Through its Indiana Foreclosure Prevention Network, IHCDA runs a hot line answered by Momentive, a not-for-profit consumer counseling agency. Homeowners who call might be referred to one of 50 trained specialists working throughout the state.
"Before the network, [homeowners] didn't know where to turn," said Beverly Mukes-Gaither, senior vice president and community development manager for the Fifth Third Foundation. (The donation came out of the local-giving budget for Fifth Third in Indiana, not the corporate foundation.)
Mukes-Gaither said the hot line (877-GET-HOPE) has been effective because it's operated seven days a week, from 7 a.m. to 8 p.m., and because the people answering the phone are well-trained.
"[Callers are] actually talking to someone who's asking the right kind of questions to ascertain what their situation is," he said.
The network also helps banks with their own attempts to prevent foreclosures, Mukes-Gaither said. Fifth Third has created a mobile classroom, which is a bus staffed by outside counselors and bankers that travels to different cities to meet with customers, or even non-customers in need of advice. (The bus will be in Indianapolis in June.)
The network staff helped craft a letter to customers who are late with payments to make them aware of when the bus will be in their area, "so they don't see it as just another ask from the bank to collect on their mortgage."
The network has also held four events that guarantee homeowners face time with a bank representative.

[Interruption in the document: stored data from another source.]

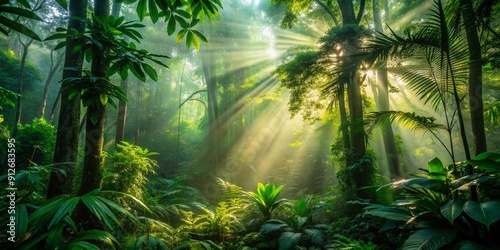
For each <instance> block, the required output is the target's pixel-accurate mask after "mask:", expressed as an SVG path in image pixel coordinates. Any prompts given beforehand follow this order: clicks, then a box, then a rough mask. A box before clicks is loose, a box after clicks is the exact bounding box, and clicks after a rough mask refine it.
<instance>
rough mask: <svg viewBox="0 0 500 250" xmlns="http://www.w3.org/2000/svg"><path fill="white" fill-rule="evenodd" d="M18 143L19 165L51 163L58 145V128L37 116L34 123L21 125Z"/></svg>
mask: <svg viewBox="0 0 500 250" xmlns="http://www.w3.org/2000/svg"><path fill="white" fill-rule="evenodd" d="M16 143H17V147H16V150H17V152H16V153H17V155H16V161H17V162H18V165H19V166H26V167H30V166H33V165H47V164H51V163H52V157H53V156H54V150H55V145H56V130H55V128H54V126H52V125H51V124H50V123H48V122H47V121H46V120H45V119H43V118H35V119H34V120H33V122H32V123H29V124H21V125H20V126H19V132H18V136H17V138H16ZM21 169H22V168H21Z"/></svg>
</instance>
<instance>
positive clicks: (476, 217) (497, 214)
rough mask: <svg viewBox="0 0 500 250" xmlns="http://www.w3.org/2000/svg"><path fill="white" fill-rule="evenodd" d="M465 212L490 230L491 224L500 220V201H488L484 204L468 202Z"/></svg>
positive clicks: (486, 201)
mask: <svg viewBox="0 0 500 250" xmlns="http://www.w3.org/2000/svg"><path fill="white" fill-rule="evenodd" d="M464 212H465V213H466V214H467V215H468V216H470V217H471V218H472V219H474V220H475V221H477V222H480V223H482V224H484V225H485V226H486V227H487V228H488V229H489V228H490V225H491V223H493V222H496V221H498V220H500V201H498V200H495V201H486V202H483V203H479V202H476V201H467V202H466V203H465V205H464Z"/></svg>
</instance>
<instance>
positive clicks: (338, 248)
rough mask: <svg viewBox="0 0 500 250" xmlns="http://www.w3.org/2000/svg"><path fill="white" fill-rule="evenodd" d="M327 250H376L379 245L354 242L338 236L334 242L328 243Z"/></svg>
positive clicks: (347, 238)
mask: <svg viewBox="0 0 500 250" xmlns="http://www.w3.org/2000/svg"><path fill="white" fill-rule="evenodd" d="M326 248H327V249H349V250H375V249H378V248H377V245H375V244H373V243H371V242H364V241H362V240H354V239H351V238H349V237H346V236H343V235H340V234H337V235H334V240H331V241H329V242H328V245H327V246H326Z"/></svg>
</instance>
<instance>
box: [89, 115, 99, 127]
mask: <svg viewBox="0 0 500 250" xmlns="http://www.w3.org/2000/svg"><path fill="white" fill-rule="evenodd" d="M89 119H90V122H92V124H94V125H96V124H97V122H98V121H99V114H97V113H91V114H89Z"/></svg>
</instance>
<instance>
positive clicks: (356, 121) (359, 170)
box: [337, 0, 375, 200]
mask: <svg viewBox="0 0 500 250" xmlns="http://www.w3.org/2000/svg"><path fill="white" fill-rule="evenodd" d="M337 1H338V3H339V7H340V11H341V12H342V24H343V25H344V26H345V25H352V24H355V25H357V17H356V15H355V12H354V4H353V1H351V0H337ZM349 40H350V42H349V44H346V45H345V48H344V50H345V54H346V56H345V59H344V63H347V64H348V65H350V64H354V65H356V64H357V63H356V62H355V61H353V60H352V59H349V56H350V55H354V54H357V53H358V52H359V51H358V50H359V47H360V46H359V44H358V42H357V41H358V39H356V38H350V39H349ZM358 71H359V70H358V69H356V70H354V71H353V72H352V76H351V79H350V80H349V81H350V82H348V87H347V93H348V102H349V112H350V113H349V115H350V119H351V129H350V135H351V152H350V156H349V158H350V159H349V163H350V164H349V165H348V166H354V164H359V165H357V167H355V168H353V169H352V170H348V171H351V173H350V175H349V176H351V177H352V178H353V179H351V180H349V181H352V182H353V183H354V186H355V189H356V193H357V196H358V197H359V198H362V199H371V200H374V199H375V193H374V191H373V190H371V189H362V188H363V187H366V186H371V185H373V176H372V174H373V172H374V171H373V163H371V162H367V161H363V160H362V159H363V157H365V156H366V140H365V132H364V127H363V123H364V122H363V101H362V95H361V81H360V77H359V74H358Z"/></svg>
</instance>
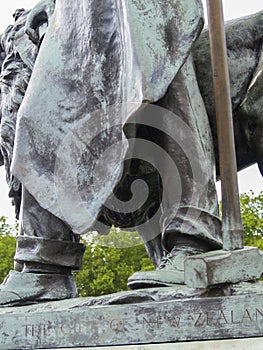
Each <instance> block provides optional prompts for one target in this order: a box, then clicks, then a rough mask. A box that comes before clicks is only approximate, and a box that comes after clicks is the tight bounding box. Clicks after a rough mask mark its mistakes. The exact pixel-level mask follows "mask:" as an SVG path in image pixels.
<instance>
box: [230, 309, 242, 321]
mask: <svg viewBox="0 0 263 350" xmlns="http://www.w3.org/2000/svg"><path fill="white" fill-rule="evenodd" d="M231 323H232V324H240V321H236V320H235V318H234V311H233V310H231Z"/></svg>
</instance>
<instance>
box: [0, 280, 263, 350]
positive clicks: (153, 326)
mask: <svg viewBox="0 0 263 350" xmlns="http://www.w3.org/2000/svg"><path fill="white" fill-rule="evenodd" d="M223 294H224V295H223ZM248 337H263V283H261V282H257V283H242V284H239V285H235V286H233V285H232V286H227V287H224V288H221V289H217V290H212V291H210V292H209V293H207V292H205V291H201V290H200V291H198V292H196V294H194V292H193V290H189V289H188V290H187V288H186V287H180V289H179V288H178V289H177V290H176V289H175V288H163V289H149V290H141V291H137V292H134V291H131V292H126V293H117V294H114V295H110V296H105V297H100V298H82V299H72V300H65V301H58V302H50V303H42V304H35V305H30V306H23V307H13V308H2V309H1V310H0V349H6V350H7V349H12V350H14V349H20V350H21V349H55V348H79V349H81V348H85V347H86V348H89V347H98V348H99V347H102V349H111V347H112V346H113V348H112V349H113V350H115V349H120V350H122V349H123V350H124V349H127V350H135V349H145V350H146V349H151V350H154V349H156V350H157V349H158V350H159V349H162V350H165V349H167V350H168V349H169V350H170V349H180V350H181V349H191V350H192V349H198V348H195V347H192V348H191V347H190V348H189V347H188V348H187V347H183V342H185V341H188V342H189V341H193V342H194V341H205V340H206V341H207V340H219V339H221V340H222V339H237V338H248ZM180 342H182V343H181V344H180ZM167 343H168V344H167ZM169 343H170V344H169ZM139 344H141V345H139ZM147 344H151V346H150V347H147V346H146V345H147ZM154 344H155V345H154ZM157 344H159V347H158V345H157ZM171 344H174V346H175V345H176V346H177V347H173V345H171ZM204 344H205V343H204ZM240 344H241V343H240ZM255 344H256V343H255ZM126 345H127V346H128V345H129V346H130V347H127V348H125V347H124V346H126ZM179 345H180V346H181V347H180V346H179ZM186 345H187V344H186ZM186 345H185V346H186ZM118 346H122V347H120V348H118ZM103 347H104V348H103ZM210 348H211V347H210ZM210 348H209V349H210ZM212 348H213V349H216V347H214V345H213V346H212ZM247 348H249V347H247ZM202 349H206V348H202ZM207 349H208V348H207ZM218 349H221V348H220V347H219V348H218ZM222 349H223V348H222ZM231 349H235V348H231ZM238 349H242V347H238ZM244 349H245V347H244ZM253 349H257V348H256V347H253Z"/></svg>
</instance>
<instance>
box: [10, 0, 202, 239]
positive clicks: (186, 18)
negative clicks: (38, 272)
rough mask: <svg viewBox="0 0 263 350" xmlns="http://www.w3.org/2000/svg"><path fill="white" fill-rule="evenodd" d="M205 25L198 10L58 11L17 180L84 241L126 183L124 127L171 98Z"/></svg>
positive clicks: (41, 67) (101, 6)
mask: <svg viewBox="0 0 263 350" xmlns="http://www.w3.org/2000/svg"><path fill="white" fill-rule="evenodd" d="M202 25H203V20H202V7H201V4H200V1H197V0H167V1H165V2H164V1H163V0H151V1H149V0H96V1H94V0H74V1H70V0H57V1H56V7H55V12H54V15H53V17H52V20H51V22H50V23H49V27H48V30H47V33H46V35H45V38H44V40H43V43H42V45H41V48H40V51H39V54H38V57H37V60H36V63H35V66H34V70H33V74H32V76H31V80H30V83H29V86H28V89H27V92H26V95H25V98H24V101H23V103H22V105H21V107H20V110H19V115H18V122H17V130H16V139H15V149H14V158H13V163H12V172H13V174H14V175H15V176H16V177H17V178H18V179H19V180H20V181H21V183H22V184H23V186H24V187H25V188H26V189H27V191H29V192H30V194H31V195H33V197H34V198H35V199H36V200H37V202H38V203H39V205H40V206H41V207H42V208H44V209H46V210H48V211H49V212H50V213H52V214H53V215H55V216H57V217H58V218H60V219H62V220H63V221H64V222H65V223H66V224H68V225H69V226H70V227H71V229H72V230H73V232H74V233H84V232H86V231H87V230H88V229H90V228H91V227H92V225H93V224H94V221H95V220H96V217H97V215H98V213H99V212H100V209H101V207H102V205H103V203H105V202H106V201H107V199H108V198H109V196H110V195H111V194H112V191H113V188H114V187H115V185H116V184H117V183H118V181H119V180H120V177H121V174H122V170H123V166H122V163H123V159H124V158H125V154H126V152H127V150H128V142H127V140H126V138H125V135H124V133H123V132H122V128H120V126H124V125H125V124H126V123H127V122H128V121H129V120H130V119H131V118H132V116H133V115H134V114H135V113H136V112H137V111H138V110H139V109H140V107H141V105H142V103H143V101H144V102H149V103H152V102H156V101H158V100H160V99H161V98H162V97H163V96H164V95H165V93H166V91H167V88H168V86H169V85H170V83H171V82H172V80H173V79H174V77H175V76H176V74H177V72H178V70H179V69H180V67H181V66H182V65H183V63H184V62H185V60H186V58H187V56H188V54H189V52H190V50H191V47H192V44H193V42H194V41H195V39H196V38H197V37H198V35H199V33H200V31H201V29H202ZM120 140H121V142H120ZM102 154H103V156H102V161H101V162H100V166H96V160H98V158H100V157H101V155H102ZM102 165H103V166H102ZM94 174H95V175H94Z"/></svg>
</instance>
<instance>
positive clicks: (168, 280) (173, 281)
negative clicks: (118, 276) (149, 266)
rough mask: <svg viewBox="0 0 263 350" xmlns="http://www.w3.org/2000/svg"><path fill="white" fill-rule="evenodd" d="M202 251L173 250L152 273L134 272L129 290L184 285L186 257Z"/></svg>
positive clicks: (199, 250) (128, 284)
mask: <svg viewBox="0 0 263 350" xmlns="http://www.w3.org/2000/svg"><path fill="white" fill-rule="evenodd" d="M201 252H202V251H200V250H197V249H194V248H190V247H180V248H177V247H176V248H173V249H172V251H171V252H170V253H169V254H167V255H165V256H164V257H163V258H162V261H161V264H160V265H159V266H158V267H157V269H156V270H154V271H139V272H135V273H134V274H133V275H132V276H131V277H130V278H129V280H128V287H129V288H130V289H139V288H154V287H172V286H174V285H176V284H185V283H184V260H185V258H186V257H187V256H190V255H196V254H198V253H201Z"/></svg>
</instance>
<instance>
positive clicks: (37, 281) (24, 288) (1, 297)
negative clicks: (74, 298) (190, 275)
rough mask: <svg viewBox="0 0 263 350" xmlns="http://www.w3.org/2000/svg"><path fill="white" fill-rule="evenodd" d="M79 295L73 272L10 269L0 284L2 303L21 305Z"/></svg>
mask: <svg viewBox="0 0 263 350" xmlns="http://www.w3.org/2000/svg"><path fill="white" fill-rule="evenodd" d="M75 297H77V288H76V285H75V282H74V278H73V276H72V275H71V274H68V275H66V274H55V273H53V274H52V273H50V274H48V273H23V272H18V271H10V272H9V274H8V275H7V277H6V278H5V280H4V282H3V283H2V284H1V286H0V305H1V306H19V305H27V304H32V303H37V302H43V301H51V300H62V299H69V298H75Z"/></svg>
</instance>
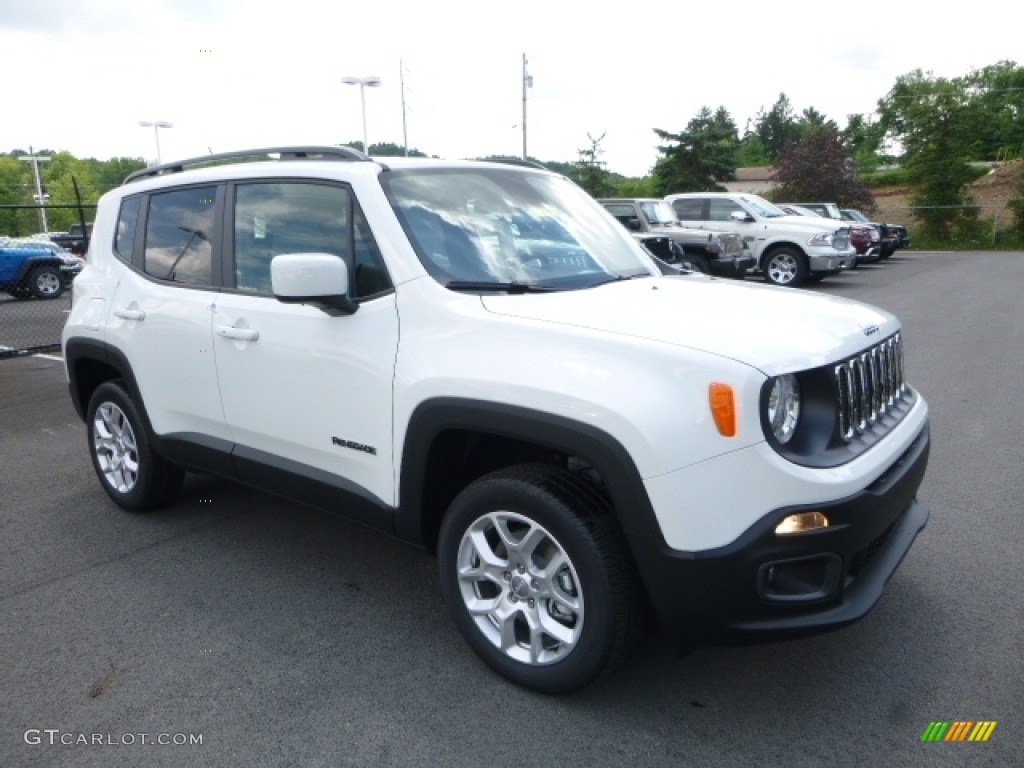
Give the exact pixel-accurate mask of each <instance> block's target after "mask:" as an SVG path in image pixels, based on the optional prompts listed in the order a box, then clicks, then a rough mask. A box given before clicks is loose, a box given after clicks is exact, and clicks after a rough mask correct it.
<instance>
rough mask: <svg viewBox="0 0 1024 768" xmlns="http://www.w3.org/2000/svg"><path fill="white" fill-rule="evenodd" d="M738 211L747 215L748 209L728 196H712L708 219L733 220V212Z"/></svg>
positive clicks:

Banks' loss-mitigation specialists pull homeowners' foreclosure files and come to the event with workable solutions in hand, said Sherry Seiwert, executive director of the IHCDA. More than 800 borrowers have attended events, held at places like Light of the World church on Michigan Road.
The network has fielded 25,000 calls since its inception in late 2007, and helped 8,000 people over the phone or in person.
"If they call early enough," Seiwert said, "the counselor certainly can talk to the lender and try to prevent that foreclosure."